I decided to drop the freeze/thaw degassing and use the
dodgier ‘sparge with nitrogen’ method in round bottomed flasks that would be
(should be) easier to get the polymer out of.
Yes, I could get the polymer out without smashing anything.
But the reactions that formed it were the same: the vessel sat there for a
while without doing anything, then suddenly there was the popcorny noise of
solvent vaporising and insoluble masses with yields of approximately 100%.
I cut the temperature a bit further, and cut the
concentration of everything a bit, and still couldn’t get any useful
polymer.
Then my colleague Daniel Keddie suggested something that
made a lot of sense which I should have thought of a long time before: why not
put in a chain transfer agent? This is something that cuts the length of the
polymer chains but shouldn’t (knock wood) have any more dramatic effects on the
chemistry of the reaction: it just introduces a ‘jump to a new chain’ step that
replaces some of the propagation steps. So I put in enough butanethiol to reduce
the degree of polymerisation to about 25 and had another go. And I got polymers
I could remove from round bottom flask, which actually dissolved up okay! These
proceeded to a conversion of about 40-60% when heated at 60 °C for 30 minutes –
again, almost all of this time was inhibition period, so I couldn’t actually
stop any of the reactions at a low enough conversion to get an unambiguous
relation between the composition of the polymer and the feed composition of the
monomers.
Following the next step of the procedure – dissolving in
water and reprecipitating in methanol – was a little tricky, because the
polymers were reluctant to dissolve in plain water. So I added a bit of base to
convert the acrylic acid residues to sodium acrylate – and crossed my finger
and kept the temperature low to avoid hydrolysing any of the acrylamide
residues to sodium acrylate. And I managed to get some halfway decent carbon-13
NMR by running these overnight, like so:
 |
Carbonyl region of 13C NMR spectra of AA:AAm:SnCl4 polymers made by lil' ole me
|
Now the area of these peaks should be pretty much
proportional to the amount of carbon contributing, so what you can tell straight
away from these results is that the products
don’t have a constant 4:1 AA:AAm
composition, so the mysterious result of Wang and Cabaness is artefactual.
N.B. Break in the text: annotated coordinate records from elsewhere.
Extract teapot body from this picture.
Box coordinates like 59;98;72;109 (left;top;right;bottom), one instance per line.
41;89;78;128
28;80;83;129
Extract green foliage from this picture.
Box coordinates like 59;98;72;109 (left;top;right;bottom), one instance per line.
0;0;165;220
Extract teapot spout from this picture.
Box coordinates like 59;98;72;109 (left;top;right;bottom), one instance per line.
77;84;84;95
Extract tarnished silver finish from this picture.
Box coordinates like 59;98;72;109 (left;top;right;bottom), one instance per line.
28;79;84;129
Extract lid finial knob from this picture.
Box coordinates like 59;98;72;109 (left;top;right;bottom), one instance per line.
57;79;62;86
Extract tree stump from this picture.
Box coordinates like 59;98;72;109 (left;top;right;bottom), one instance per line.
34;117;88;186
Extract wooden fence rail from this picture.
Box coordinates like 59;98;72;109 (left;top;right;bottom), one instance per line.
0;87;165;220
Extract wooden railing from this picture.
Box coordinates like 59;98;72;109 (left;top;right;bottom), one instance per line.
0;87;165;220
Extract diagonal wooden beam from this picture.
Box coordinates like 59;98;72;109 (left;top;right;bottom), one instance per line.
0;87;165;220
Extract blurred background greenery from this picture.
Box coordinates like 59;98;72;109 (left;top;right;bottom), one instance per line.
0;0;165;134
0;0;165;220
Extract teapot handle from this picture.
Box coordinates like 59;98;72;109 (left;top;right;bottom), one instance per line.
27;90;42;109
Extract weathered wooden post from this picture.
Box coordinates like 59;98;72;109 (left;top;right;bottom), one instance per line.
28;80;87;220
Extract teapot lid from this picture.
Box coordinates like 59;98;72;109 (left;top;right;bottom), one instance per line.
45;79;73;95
The spectra aren’t similar enough to be of 1:1 alternating
copolymers, either – there is always excess AA, and the main AA peak always starts
out as the one with one AA and one AAm
neighbour. If I was getting a 1:1 alternating copolymer and then hydrolysis, I
would expect to see significant amounts of AA with two AA neighbours coming in
as soon as the AA with two AAm neighbours started to disappear.
Besides these negative results, though, there isn’t a lot
that I can say. The tin tetrachloride is doing something: it is making the
reaction go a lot faster than it would. It
*might* be encouraging a tendency towards alternation. Because of composition
drift, though, and because of the uncertainty in the literature reactivity ratios,
I can’t tell for sure whether there is any shift in the polymer composition
compared to what I would see without the tin tetrachloride. It looks to me like I am getting a
significant amounts of base hydrolysis of any acrylamide residues which aren’t
alternating – which is what you would expect from the literature.
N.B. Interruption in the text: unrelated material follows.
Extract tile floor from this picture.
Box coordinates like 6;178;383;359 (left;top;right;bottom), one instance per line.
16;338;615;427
In order to publish this, I would need to make sure my 13C
NMR was quantitative, which wouldn’t be too hard. I would also need to work out
a way to kill my reactions quickly, and I would need to figure out a way to
reprecipitate the polymers without hydrolysing the acrylamide residues.
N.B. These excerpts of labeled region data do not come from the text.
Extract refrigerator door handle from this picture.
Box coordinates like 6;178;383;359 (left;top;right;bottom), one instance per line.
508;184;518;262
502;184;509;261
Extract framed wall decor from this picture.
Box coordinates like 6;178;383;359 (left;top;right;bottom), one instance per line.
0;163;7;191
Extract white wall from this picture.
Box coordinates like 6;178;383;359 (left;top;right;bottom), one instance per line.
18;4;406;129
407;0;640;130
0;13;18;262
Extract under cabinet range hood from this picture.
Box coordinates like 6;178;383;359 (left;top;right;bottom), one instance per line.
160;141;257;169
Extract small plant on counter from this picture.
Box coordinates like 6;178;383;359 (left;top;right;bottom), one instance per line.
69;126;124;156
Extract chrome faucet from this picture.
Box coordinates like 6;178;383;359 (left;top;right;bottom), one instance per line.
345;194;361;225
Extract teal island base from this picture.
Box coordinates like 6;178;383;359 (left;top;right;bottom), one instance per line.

Obviously these are soluble problems, but this system isn’t doing the really
exciting thing it was reported as possibly doing, and doesn’t appear to be doing
anything moderately exciting, so I don’t know if it is worth carrying on with.
Conclusions:
1)
I have no idea how Wang and Cabaness got
something out their system that they could dissolve and reprecipitate and find
viscosities of.
2)
There is no evidence that the 4:1 acrylic acid:
acrylamide composition they report can be reproduced.
3)
People probably tried to repeat their work
before, and came to the same conclusion, but didn’t put it on the internet.